Beamon, de 22 años, que la noche anterior se atizó un par de tequilas para aplacar los nervios, liquidó la competencia en aquella primera ronda (solo hizo un intento más, de 8,04 metros, en la segunda ronda). Se lanzó por el pasillo con una carrera de 19 pasos, se impulsó sobre la tabla del estadio olímpico de Ciudad de México, a 2.240 metros de altitud, con un viento a favor de 2 m/s, justo al límite de lo permitido, minutos antes de que empezara a llover. Fue el salto perfecto. Pasaron varios minutos hasta que pudieron ver la marca: 8,90. Aquellos números no le decían nada a Beamon, quien tuvo que ir en busca de su compatriota Ralph Thompson para que le convirtiera aquellos metros y centímetros en pulgadas. Solo entonces fue consciente de su proeza. La final estaba sentenciada. «Comparado con esto, somos como niños», dijo el fabuloso saltador soviético Igor Ter-Ovanesyan.

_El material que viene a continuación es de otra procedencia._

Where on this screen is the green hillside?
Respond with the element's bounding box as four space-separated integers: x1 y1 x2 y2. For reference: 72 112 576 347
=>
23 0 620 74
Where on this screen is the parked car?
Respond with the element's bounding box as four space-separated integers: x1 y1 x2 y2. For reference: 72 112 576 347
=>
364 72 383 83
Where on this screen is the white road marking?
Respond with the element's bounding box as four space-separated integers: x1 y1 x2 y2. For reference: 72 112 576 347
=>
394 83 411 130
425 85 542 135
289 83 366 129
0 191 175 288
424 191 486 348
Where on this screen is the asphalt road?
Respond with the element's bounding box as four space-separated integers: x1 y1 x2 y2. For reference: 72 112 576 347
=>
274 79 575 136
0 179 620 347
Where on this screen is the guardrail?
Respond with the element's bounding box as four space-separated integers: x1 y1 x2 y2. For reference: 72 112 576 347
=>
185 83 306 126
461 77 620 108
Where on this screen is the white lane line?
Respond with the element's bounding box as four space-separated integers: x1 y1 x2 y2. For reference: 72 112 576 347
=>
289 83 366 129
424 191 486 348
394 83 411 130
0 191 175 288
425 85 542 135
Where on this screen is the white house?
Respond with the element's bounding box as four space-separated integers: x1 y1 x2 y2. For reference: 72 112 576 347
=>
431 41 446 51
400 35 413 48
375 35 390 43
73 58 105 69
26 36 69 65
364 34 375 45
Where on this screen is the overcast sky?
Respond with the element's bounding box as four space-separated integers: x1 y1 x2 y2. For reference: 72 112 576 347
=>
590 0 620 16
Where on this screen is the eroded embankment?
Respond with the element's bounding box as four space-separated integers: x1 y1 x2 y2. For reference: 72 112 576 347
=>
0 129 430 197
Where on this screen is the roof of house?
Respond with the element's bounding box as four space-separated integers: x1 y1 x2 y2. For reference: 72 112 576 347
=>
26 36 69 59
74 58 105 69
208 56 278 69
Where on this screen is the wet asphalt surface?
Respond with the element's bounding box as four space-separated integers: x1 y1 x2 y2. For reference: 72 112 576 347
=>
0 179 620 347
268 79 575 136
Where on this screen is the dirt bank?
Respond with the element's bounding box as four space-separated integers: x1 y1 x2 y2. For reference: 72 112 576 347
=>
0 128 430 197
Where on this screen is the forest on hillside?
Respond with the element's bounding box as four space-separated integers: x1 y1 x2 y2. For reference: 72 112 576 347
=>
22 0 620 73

En aquel instante, en la primera fila de la grada, justo en la proyección del foso, estaba sentado un contable londinense de vacaciones en México. Usaba una humilde Nikon Nikkormat, avanzando la película de forma manual. Después guardó el carrete y siguió disfrutando de la ciudad y de los Juegos. Dos días después llevó a revelarlo a una tienda, donde le devolvieron la foto de su vida: el vuelo imponente de Bob Beamon, con el número 254 en el pecho, sentado en el aire con las piernas y los brazos extendidos. A veces nos dan gato por liebre, pero Juan Carlos Hernández nos descubre que son de otros saltos.
La huella de Beamon fue mucho más profunda que aquella marca en la arena. Aquella huella quedará para siempre en la historia del atletismo y del deporte.